The morning the Federal Circuit released three nonprecedential opinions and a nonprecedential order. In the first opinion, the court affirmed a judgment of unpatentability in a case appealed from the Patent Trial and Appeal Board.  In the second opinion, the Federal Circuit affirmed a judgment of the Merit System Protection Board.  In the third opinion, the Federal Circuit affirmed a judgment in a patent case appealed from the Eastern District of Texas. The nonprecedential order issued by the Federal Circuit granted a motion to withdraw a petition for a writ of mandamus. Here is the introduction to the opinions and order.

Maalouf v. Microsoft Corporation (Nonprecedential)

Ramzi Khalil Maalouf (“Maalouf”) appeals the Patent Trial and Appeal Board’s (“Board”) final written decision in an inter partes review (“IPR”), finding claims 29 and 37 of U.S. Patent No. 9,503,627 B2 (“’627 patent”) unpatentable as obvious. Because the Board did not err in its claim construction or ultimate legal conclusion of obviousness, its underlying factual findings are supported by substantial evidence, and its analysis is sufficient for our review, we affirm.
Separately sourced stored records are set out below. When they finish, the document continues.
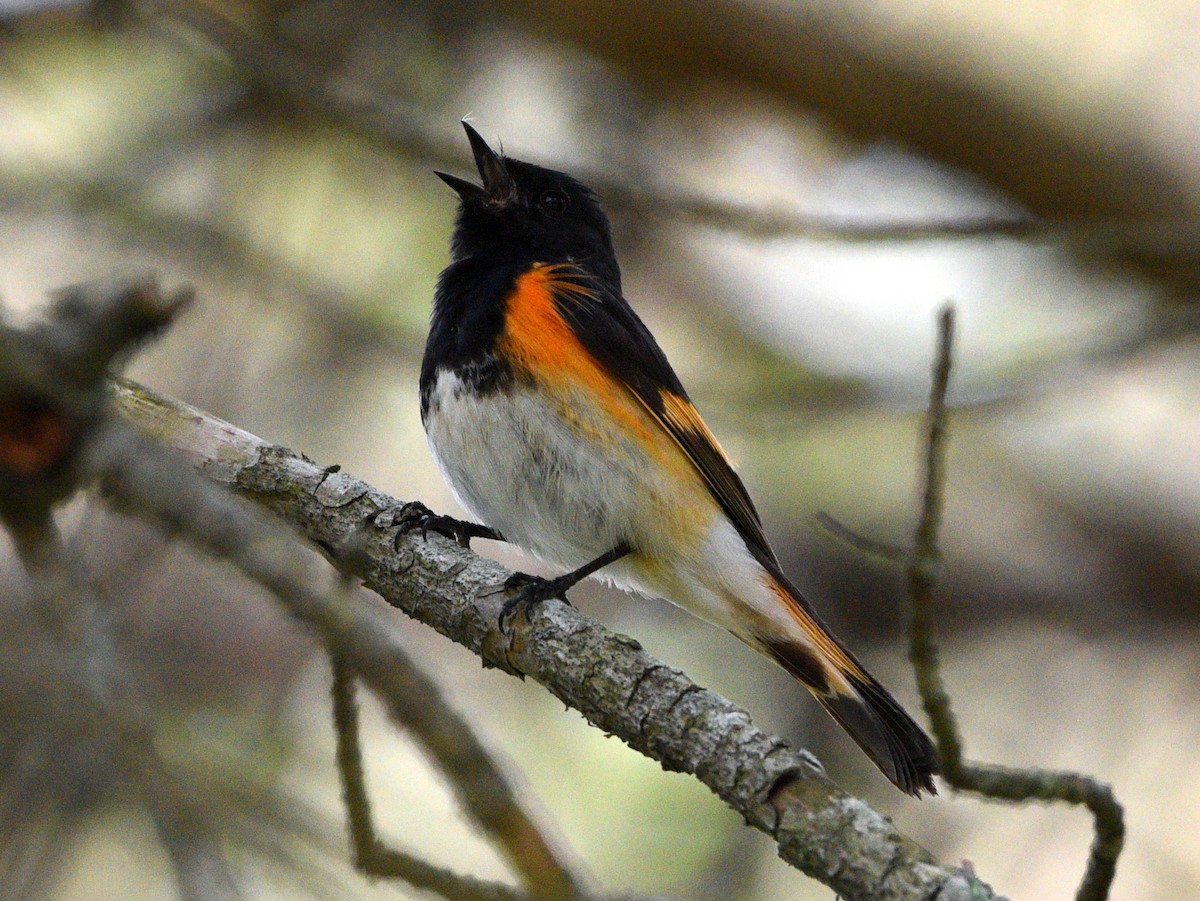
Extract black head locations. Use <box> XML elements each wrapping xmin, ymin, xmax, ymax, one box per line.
<box><xmin>436</xmin><ymin>121</ymin><xmax>620</xmax><ymax>289</ymax></box>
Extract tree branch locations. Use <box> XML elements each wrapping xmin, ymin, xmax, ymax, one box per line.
<box><xmin>113</xmin><ymin>380</ymin><xmax>994</xmax><ymax>901</ymax></box>
<box><xmin>907</xmin><ymin>305</ymin><xmax>1124</xmax><ymax>901</ymax></box>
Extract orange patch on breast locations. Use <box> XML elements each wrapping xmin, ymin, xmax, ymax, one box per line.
<box><xmin>499</xmin><ymin>264</ymin><xmax>661</xmax><ymax>449</ymax></box>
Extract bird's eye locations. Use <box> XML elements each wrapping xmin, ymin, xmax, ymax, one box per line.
<box><xmin>538</xmin><ymin>188</ymin><xmax>568</xmax><ymax>216</ymax></box>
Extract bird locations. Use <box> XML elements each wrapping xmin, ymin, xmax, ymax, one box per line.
<box><xmin>417</xmin><ymin>120</ymin><xmax>940</xmax><ymax>797</ymax></box>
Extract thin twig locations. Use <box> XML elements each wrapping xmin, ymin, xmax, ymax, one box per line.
<box><xmin>907</xmin><ymin>305</ymin><xmax>1124</xmax><ymax>901</ymax></box>
<box><xmin>330</xmin><ymin>657</ymin><xmax>529</xmax><ymax>901</ymax></box>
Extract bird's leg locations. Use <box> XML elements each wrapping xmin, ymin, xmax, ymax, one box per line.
<box><xmin>377</xmin><ymin>500</ymin><xmax>504</xmax><ymax>547</ymax></box>
<box><xmin>499</xmin><ymin>541</ymin><xmax>632</xmax><ymax>632</ymax></box>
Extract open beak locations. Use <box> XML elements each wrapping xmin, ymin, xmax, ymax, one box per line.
<box><xmin>433</xmin><ymin>120</ymin><xmax>514</xmax><ymax>204</ymax></box>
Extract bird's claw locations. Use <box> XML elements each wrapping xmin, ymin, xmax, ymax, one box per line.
<box><xmin>392</xmin><ymin>500</ymin><xmax>499</xmax><ymax>548</ymax></box>
<box><xmin>498</xmin><ymin>572</ymin><xmax>574</xmax><ymax>632</ymax></box>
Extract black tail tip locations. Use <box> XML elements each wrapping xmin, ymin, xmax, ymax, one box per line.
<box><xmin>818</xmin><ymin>679</ymin><xmax>942</xmax><ymax>798</ymax></box>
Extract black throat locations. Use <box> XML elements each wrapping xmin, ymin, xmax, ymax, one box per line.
<box><xmin>421</xmin><ymin>257</ymin><xmax>529</xmax><ymax>421</ymax></box>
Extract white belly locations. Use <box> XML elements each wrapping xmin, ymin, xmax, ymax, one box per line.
<box><xmin>425</xmin><ymin>371</ymin><xmax>774</xmax><ymax>633</ymax></box>
<box><xmin>426</xmin><ymin>372</ymin><xmax>661</xmax><ymax>569</ymax></box>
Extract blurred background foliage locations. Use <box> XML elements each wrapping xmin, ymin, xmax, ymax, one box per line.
<box><xmin>0</xmin><ymin>0</ymin><xmax>1200</xmax><ymax>899</ymax></box>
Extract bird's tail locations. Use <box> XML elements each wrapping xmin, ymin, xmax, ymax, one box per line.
<box><xmin>756</xmin><ymin>567</ymin><xmax>941</xmax><ymax>797</ymax></box>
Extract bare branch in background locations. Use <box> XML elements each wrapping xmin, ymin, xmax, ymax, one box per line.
<box><xmin>907</xmin><ymin>306</ymin><xmax>1124</xmax><ymax>901</ymax></box>
<box><xmin>332</xmin><ymin>657</ymin><xmax>535</xmax><ymax>901</ymax></box>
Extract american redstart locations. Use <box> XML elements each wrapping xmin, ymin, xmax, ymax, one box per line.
<box><xmin>412</xmin><ymin>122</ymin><xmax>938</xmax><ymax>795</ymax></box>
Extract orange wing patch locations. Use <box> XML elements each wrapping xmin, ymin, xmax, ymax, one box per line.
<box><xmin>638</xmin><ymin>391</ymin><xmax>775</xmax><ymax>561</ymax></box>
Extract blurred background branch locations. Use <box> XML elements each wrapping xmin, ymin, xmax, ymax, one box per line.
<box><xmin>907</xmin><ymin>305</ymin><xmax>1124</xmax><ymax>901</ymax></box>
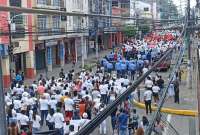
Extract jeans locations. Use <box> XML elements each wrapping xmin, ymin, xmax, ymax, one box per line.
<box><xmin>41</xmin><ymin>110</ymin><xmax>48</xmax><ymax>126</ymax></box>
<box><xmin>119</xmin><ymin>129</ymin><xmax>127</xmax><ymax>135</ymax></box>
<box><xmin>101</xmin><ymin>94</ymin><xmax>108</xmax><ymax>104</ymax></box>
<box><xmin>32</xmin><ymin>127</ymin><xmax>39</xmax><ymax>135</ymax></box>
<box><xmin>56</xmin><ymin>127</ymin><xmax>64</xmax><ymax>135</ymax></box>
<box><xmin>145</xmin><ymin>100</ymin><xmax>152</xmax><ymax>114</ymax></box>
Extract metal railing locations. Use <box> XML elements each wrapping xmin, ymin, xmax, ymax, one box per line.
<box><xmin>76</xmin><ymin>48</ymin><xmax>173</xmax><ymax>135</ymax></box>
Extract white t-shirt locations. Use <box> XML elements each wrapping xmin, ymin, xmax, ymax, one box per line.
<box><xmin>144</xmin><ymin>90</ymin><xmax>152</xmax><ymax>101</ymax></box>
<box><xmin>43</xmin><ymin>93</ymin><xmax>50</xmax><ymax>100</ymax></box>
<box><xmin>17</xmin><ymin>114</ymin><xmax>29</xmax><ymax>126</ymax></box>
<box><xmin>124</xmin><ymin>79</ymin><xmax>130</xmax><ymax>86</ymax></box>
<box><xmin>46</xmin><ymin>114</ymin><xmax>54</xmax><ymax>123</ymax></box>
<box><xmin>120</xmin><ymin>87</ymin><xmax>126</xmax><ymax>94</ymax></box>
<box><xmin>69</xmin><ymin>131</ymin><xmax>77</xmax><ymax>135</ymax></box>
<box><xmin>92</xmin><ymin>90</ymin><xmax>100</xmax><ymax>99</ymax></box>
<box><xmin>49</xmin><ymin>99</ymin><xmax>58</xmax><ymax>110</ymax></box>
<box><xmin>142</xmin><ymin>68</ymin><xmax>148</xmax><ymax>74</ymax></box>
<box><xmin>99</xmin><ymin>84</ymin><xmax>108</xmax><ymax>94</ymax></box>
<box><xmin>145</xmin><ymin>80</ymin><xmax>153</xmax><ymax>88</ymax></box>
<box><xmin>152</xmin><ymin>86</ymin><xmax>160</xmax><ymax>93</ymax></box>
<box><xmin>64</xmin><ymin>98</ymin><xmax>74</xmax><ymax>111</ymax></box>
<box><xmin>55</xmin><ymin>94</ymin><xmax>62</xmax><ymax>102</ymax></box>
<box><xmin>39</xmin><ymin>99</ymin><xmax>49</xmax><ymax>110</ymax></box>
<box><xmin>53</xmin><ymin>112</ymin><xmax>65</xmax><ymax>129</ymax></box>
<box><xmin>64</xmin><ymin>124</ymin><xmax>70</xmax><ymax>134</ymax></box>
<box><xmin>13</xmin><ymin>100</ymin><xmax>22</xmax><ymax>109</ymax></box>
<box><xmin>32</xmin><ymin>115</ymin><xmax>41</xmax><ymax>128</ymax></box>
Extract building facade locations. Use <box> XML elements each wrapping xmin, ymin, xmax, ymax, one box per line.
<box><xmin>0</xmin><ymin>0</ymin><xmax>35</xmax><ymax>88</ymax></box>
<box><xmin>0</xmin><ymin>0</ymin><xmax>89</xmax><ymax>88</ymax></box>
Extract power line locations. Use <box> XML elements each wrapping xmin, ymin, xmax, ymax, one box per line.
<box><xmin>0</xmin><ymin>5</ymin><xmax>183</xmax><ymax>21</ymax></box>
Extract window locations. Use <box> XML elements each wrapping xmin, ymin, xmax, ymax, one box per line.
<box><xmin>38</xmin><ymin>15</ymin><xmax>47</xmax><ymax>30</ymax></box>
<box><xmin>53</xmin><ymin>0</ymin><xmax>60</xmax><ymax>7</ymax></box>
<box><xmin>144</xmin><ymin>7</ymin><xmax>149</xmax><ymax>11</ymax></box>
<box><xmin>10</xmin><ymin>0</ymin><xmax>22</xmax><ymax>7</ymax></box>
<box><xmin>112</xmin><ymin>1</ymin><xmax>118</xmax><ymax>7</ymax></box>
<box><xmin>37</xmin><ymin>0</ymin><xmax>47</xmax><ymax>5</ymax></box>
<box><xmin>52</xmin><ymin>16</ymin><xmax>60</xmax><ymax>30</ymax></box>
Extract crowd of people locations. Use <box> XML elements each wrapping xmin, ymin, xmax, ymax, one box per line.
<box><xmin>5</xmin><ymin>31</ymin><xmax>183</xmax><ymax>135</ymax></box>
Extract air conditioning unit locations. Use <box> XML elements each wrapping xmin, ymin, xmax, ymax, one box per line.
<box><xmin>60</xmin><ymin>8</ymin><xmax>67</xmax><ymax>21</ymax></box>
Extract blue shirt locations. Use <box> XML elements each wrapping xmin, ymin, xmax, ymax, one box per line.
<box><xmin>15</xmin><ymin>74</ymin><xmax>22</xmax><ymax>81</ymax></box>
<box><xmin>128</xmin><ymin>63</ymin><xmax>136</xmax><ymax>71</ymax></box>
<box><xmin>106</xmin><ymin>63</ymin><xmax>113</xmax><ymax>69</ymax></box>
<box><xmin>142</xmin><ymin>55</ymin><xmax>147</xmax><ymax>60</ymax></box>
<box><xmin>115</xmin><ymin>62</ymin><xmax>121</xmax><ymax>71</ymax></box>
<box><xmin>121</xmin><ymin>63</ymin><xmax>127</xmax><ymax>70</ymax></box>
<box><xmin>118</xmin><ymin>113</ymin><xmax>128</xmax><ymax>130</ymax></box>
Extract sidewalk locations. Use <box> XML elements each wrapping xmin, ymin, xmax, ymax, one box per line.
<box><xmin>24</xmin><ymin>49</ymin><xmax>112</xmax><ymax>85</ymax></box>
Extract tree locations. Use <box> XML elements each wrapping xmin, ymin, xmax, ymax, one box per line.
<box><xmin>123</xmin><ymin>25</ymin><xmax>136</xmax><ymax>38</ymax></box>
<box><xmin>138</xmin><ymin>25</ymin><xmax>150</xmax><ymax>35</ymax></box>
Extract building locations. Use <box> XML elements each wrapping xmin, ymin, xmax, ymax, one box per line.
<box><xmin>32</xmin><ymin>0</ymin><xmax>67</xmax><ymax>71</ymax></box>
<box><xmin>0</xmin><ymin>0</ymin><xmax>89</xmax><ymax>88</ymax></box>
<box><xmin>0</xmin><ymin>0</ymin><xmax>35</xmax><ymax>88</ymax></box>
<box><xmin>88</xmin><ymin>0</ymin><xmax>112</xmax><ymax>53</ymax></box>
<box><xmin>64</xmin><ymin>0</ymin><xmax>89</xmax><ymax>63</ymax></box>
<box><xmin>112</xmin><ymin>0</ymin><xmax>129</xmax><ymax>45</ymax></box>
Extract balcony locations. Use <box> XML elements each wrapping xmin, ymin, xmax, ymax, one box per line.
<box><xmin>35</xmin><ymin>0</ymin><xmax>61</xmax><ymax>10</ymax></box>
<box><xmin>37</xmin><ymin>28</ymin><xmax>66</xmax><ymax>40</ymax></box>
<box><xmin>12</xmin><ymin>25</ymin><xmax>25</xmax><ymax>39</ymax></box>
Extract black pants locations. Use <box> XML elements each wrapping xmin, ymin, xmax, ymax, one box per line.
<box><xmin>174</xmin><ymin>92</ymin><xmax>179</xmax><ymax>104</ymax></box>
<box><xmin>145</xmin><ymin>100</ymin><xmax>152</xmax><ymax>114</ymax></box>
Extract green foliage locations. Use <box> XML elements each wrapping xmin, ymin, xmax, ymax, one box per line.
<box><xmin>123</xmin><ymin>25</ymin><xmax>136</xmax><ymax>38</ymax></box>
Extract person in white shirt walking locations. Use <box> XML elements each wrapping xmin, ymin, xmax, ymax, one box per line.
<box><xmin>31</xmin><ymin>111</ymin><xmax>41</xmax><ymax>134</ymax></box>
<box><xmin>152</xmin><ymin>83</ymin><xmax>160</xmax><ymax>103</ymax></box>
<box><xmin>144</xmin><ymin>89</ymin><xmax>152</xmax><ymax>115</ymax></box>
<box><xmin>53</xmin><ymin>108</ymin><xmax>65</xmax><ymax>135</ymax></box>
<box><xmin>39</xmin><ymin>96</ymin><xmax>49</xmax><ymax>126</ymax></box>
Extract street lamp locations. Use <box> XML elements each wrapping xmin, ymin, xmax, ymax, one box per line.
<box><xmin>0</xmin><ymin>14</ymin><xmax>26</xmax><ymax>79</ymax></box>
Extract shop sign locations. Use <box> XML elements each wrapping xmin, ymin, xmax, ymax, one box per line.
<box><xmin>89</xmin><ymin>41</ymin><xmax>94</xmax><ymax>48</ymax></box>
<box><xmin>45</xmin><ymin>40</ymin><xmax>58</xmax><ymax>46</ymax></box>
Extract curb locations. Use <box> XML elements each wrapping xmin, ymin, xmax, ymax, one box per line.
<box><xmin>132</xmin><ymin>101</ymin><xmax>198</xmax><ymax>117</ymax></box>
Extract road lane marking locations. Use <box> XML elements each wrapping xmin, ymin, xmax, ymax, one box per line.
<box><xmin>163</xmin><ymin>114</ymin><xmax>172</xmax><ymax>135</ymax></box>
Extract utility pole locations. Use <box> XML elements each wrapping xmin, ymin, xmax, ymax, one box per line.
<box><xmin>81</xmin><ymin>18</ymin><xmax>86</xmax><ymax>69</ymax></box>
<box><xmin>185</xmin><ymin>0</ymin><xmax>192</xmax><ymax>89</ymax></box>
<box><xmin>8</xmin><ymin>21</ymin><xmax>14</xmax><ymax>79</ymax></box>
<box><xmin>0</xmin><ymin>56</ymin><xmax>7</xmax><ymax>135</ymax></box>
<box><xmin>95</xmin><ymin>0</ymin><xmax>99</xmax><ymax>60</ymax></box>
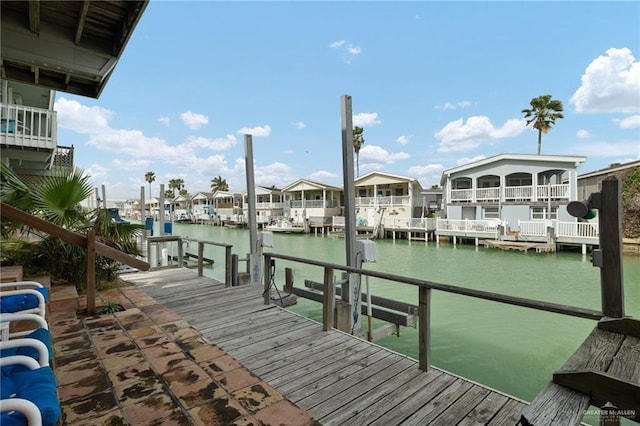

Kristof v. Department of the Air Force (Nonprecedential)

Dale E. Kristof appeals a decision of the Merit System Protection Board. The Board affirmed the decision of the Department of the Air Force to indefinitely suspend Mr. Kristof without pay, pending a final decision regarding his eligibility for a security clearance. We affirm.

Ultravision Technologies, LLC v. Govision, LLC (Nonprecedential)

Absen Inc. (collectively, “Absen” or “Appellees”) for patent infringement. After claim construction, Ultravision stipulated to noninfringement of claims 14 and 15 of U.S. Patent No. 9,047,791 (“the ’791 patent”) and claims 15 and 17 of U.S. Patent No. 9,666,105 (“the ’105 patent”).1 A jury later returned a verdict of noninfringement and invalidity of claim 9 of U.S. Patent No. 9,916,782 (“the ’782 patent”). The district court subsequently denied Ultravision’s motion for a new trial based on the ’782 patent claim construction. Ultravision appeals, arguing that the stipulated judgment and the judgment entered based on the jury’s verdict should be overturned based on two claim-construction errors. Because the district court correctly construed both claim terms, we affirm the final judgment.

In re: Lenovo Inc. v. Motorola Mobility LLC (Nonprecedential Order)

Lenovo (United States) Inc. and Motorola Mobility LLC move unopposed to withdraw their petition for a writ of mandamus.

Upon consideration thereof, IT IS ORDERED THAT:

The motion is granted. The petition is withdrawn.